Chris has always been great with his nephews. He takes them to the park to play football, and buys them the best Christmas presents. He always seems to know exactly what little boys want — remote-controlled helicopters, robot dogs, the lot. He manages to pitch it just right, and every year seems to win the unspoken Best Uncle award.

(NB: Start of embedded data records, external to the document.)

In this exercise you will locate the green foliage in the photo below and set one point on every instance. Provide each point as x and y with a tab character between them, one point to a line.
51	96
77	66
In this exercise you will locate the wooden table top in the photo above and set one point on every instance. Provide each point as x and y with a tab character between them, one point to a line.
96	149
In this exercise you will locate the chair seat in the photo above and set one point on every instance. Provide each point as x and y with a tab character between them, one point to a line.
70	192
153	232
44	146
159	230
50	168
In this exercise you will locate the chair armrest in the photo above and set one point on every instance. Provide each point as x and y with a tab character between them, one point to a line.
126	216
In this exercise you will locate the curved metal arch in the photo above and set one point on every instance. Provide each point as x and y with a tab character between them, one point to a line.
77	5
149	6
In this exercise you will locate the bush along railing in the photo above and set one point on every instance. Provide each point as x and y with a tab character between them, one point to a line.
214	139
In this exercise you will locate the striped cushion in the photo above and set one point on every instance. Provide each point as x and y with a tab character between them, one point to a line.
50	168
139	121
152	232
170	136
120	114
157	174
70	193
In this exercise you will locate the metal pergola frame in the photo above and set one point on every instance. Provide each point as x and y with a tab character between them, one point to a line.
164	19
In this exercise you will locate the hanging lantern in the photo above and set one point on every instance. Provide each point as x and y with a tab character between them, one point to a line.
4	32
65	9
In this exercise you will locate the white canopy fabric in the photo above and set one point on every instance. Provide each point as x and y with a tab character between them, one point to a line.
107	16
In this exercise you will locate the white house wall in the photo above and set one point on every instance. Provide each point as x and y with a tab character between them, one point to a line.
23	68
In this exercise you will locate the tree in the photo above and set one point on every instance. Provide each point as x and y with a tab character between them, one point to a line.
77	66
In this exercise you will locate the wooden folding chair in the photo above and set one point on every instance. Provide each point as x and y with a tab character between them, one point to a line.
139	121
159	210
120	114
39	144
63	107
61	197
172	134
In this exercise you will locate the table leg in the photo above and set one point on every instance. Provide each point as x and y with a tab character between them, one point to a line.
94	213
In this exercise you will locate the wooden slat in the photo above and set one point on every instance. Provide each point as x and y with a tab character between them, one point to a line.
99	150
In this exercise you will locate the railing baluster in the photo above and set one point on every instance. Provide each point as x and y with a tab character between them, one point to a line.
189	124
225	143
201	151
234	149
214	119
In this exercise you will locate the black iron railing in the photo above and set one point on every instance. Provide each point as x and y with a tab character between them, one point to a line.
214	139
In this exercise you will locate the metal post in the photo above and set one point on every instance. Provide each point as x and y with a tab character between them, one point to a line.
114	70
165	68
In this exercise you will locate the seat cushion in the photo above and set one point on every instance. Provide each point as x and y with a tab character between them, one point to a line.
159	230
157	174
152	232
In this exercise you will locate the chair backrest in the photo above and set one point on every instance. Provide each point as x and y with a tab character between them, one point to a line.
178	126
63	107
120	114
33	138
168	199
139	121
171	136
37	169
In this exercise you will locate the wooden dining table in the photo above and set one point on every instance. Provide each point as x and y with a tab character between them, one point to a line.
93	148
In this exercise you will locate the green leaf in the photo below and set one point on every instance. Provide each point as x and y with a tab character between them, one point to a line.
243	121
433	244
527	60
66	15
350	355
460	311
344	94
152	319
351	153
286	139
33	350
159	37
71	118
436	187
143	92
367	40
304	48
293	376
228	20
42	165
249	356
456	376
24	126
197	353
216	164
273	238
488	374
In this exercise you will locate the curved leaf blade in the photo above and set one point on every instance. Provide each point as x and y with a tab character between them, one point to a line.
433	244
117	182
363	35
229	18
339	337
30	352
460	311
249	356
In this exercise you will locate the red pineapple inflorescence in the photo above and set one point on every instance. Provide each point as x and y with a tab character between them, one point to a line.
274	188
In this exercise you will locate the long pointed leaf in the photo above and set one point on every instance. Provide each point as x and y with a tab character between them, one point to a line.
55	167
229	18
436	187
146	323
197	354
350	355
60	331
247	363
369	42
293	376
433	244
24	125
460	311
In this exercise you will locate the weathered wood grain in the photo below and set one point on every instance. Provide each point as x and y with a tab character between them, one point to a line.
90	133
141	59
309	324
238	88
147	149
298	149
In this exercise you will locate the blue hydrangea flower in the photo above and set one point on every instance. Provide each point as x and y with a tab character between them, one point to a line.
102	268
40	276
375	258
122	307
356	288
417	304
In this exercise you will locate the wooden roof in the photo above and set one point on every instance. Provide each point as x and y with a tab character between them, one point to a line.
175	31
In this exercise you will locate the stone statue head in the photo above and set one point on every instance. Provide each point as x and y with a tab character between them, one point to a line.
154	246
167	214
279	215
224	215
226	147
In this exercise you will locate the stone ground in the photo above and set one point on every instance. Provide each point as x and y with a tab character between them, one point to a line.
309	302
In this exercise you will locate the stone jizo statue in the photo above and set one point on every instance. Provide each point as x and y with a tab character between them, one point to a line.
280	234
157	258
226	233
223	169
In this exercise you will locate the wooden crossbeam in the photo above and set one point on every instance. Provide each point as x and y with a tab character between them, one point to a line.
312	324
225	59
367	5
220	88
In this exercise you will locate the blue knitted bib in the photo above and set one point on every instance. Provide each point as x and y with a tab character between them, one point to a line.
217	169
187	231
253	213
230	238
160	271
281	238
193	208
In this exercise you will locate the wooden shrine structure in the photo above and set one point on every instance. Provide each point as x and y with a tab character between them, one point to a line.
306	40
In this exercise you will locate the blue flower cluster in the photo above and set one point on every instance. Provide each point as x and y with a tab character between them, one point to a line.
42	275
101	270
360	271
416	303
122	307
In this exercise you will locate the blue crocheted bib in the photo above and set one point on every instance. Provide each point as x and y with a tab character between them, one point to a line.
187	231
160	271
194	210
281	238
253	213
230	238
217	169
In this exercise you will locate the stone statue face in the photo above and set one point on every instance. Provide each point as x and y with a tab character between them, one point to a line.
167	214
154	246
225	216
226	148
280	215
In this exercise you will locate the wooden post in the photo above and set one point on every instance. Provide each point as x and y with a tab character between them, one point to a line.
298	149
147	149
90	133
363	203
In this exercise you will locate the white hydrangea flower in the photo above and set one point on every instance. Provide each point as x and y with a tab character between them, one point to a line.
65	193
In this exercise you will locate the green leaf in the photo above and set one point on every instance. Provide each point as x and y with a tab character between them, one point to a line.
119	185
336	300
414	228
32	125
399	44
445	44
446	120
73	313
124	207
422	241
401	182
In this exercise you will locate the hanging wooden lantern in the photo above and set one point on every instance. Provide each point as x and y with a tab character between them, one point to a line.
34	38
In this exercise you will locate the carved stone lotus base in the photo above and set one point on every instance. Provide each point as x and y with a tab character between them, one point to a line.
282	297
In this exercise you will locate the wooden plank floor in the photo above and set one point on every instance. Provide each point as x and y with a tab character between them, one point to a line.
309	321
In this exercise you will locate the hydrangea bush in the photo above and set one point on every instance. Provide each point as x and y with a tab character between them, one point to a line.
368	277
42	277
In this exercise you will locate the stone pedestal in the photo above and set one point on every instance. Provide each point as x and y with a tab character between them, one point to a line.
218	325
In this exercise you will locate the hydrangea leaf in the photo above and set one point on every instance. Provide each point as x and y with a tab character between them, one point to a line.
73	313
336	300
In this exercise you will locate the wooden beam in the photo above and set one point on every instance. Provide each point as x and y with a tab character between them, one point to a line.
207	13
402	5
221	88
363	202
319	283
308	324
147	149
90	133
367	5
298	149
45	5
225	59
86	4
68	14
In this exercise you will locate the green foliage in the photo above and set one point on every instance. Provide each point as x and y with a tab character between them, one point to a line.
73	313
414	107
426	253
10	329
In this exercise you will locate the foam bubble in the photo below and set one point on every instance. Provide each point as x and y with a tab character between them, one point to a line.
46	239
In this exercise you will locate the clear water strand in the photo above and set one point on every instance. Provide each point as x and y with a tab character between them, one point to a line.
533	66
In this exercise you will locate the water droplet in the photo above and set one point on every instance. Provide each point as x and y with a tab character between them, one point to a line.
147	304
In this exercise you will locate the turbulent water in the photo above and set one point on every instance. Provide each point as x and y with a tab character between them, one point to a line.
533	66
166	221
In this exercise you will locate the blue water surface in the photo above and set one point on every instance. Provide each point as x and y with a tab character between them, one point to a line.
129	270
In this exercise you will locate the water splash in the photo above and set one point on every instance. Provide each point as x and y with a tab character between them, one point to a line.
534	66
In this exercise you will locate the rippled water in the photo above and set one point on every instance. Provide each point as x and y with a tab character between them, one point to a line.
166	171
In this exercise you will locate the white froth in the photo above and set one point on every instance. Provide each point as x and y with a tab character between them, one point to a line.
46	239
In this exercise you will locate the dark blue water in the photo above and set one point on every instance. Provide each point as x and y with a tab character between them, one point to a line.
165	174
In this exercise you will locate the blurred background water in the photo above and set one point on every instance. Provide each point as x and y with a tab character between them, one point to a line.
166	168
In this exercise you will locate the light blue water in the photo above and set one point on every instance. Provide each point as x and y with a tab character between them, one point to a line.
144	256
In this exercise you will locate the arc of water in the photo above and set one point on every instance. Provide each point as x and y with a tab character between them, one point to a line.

With his nieces, though, he seems clueless. ‘I don’t know anything about little girls,’ he always says, before making a joke of it. ‘I haven’t been one yet.’ He might joke, but I think it’s actually quite sad to witness the fact that he can’t bond with his nieces as well as he can with his nephews. It’s as if his relationship with them is missing something.
‘Yes. If you’re able to tell,’ I say to the sonographer.
‘These things are never one hundred percent certain,’ she says, ‘but I’ve been doing this for a long time and I’ve not been wrong yet. Besides which, I wouldn’t tell you if I wasn’t as sure as I could be.’
I look at Chris and smile. We’re about to find out the sex of our baby. The child that we’re going to bring into the world, love and nurture until the day we die. The completion of our family. Our son.
‘It’s a girl,’ the sonographer says, and I see Chris’s smile begin to fall away.
26
Megan
I’ve seen that face many times when I fall asleep. It’s haunted me ever since that day. Of course, Chris said he didn’t mind whether we had a boy or a girl, and claimed that he was just surprised when the sonographer told us we were having a girl.
I scrutinised his face when Evie was born. I should have been more focused on her, but all that was going through my mind was that Chris was going to be disappointed. That he was going to reject our child. That he was going to resent me for not providing him with a son.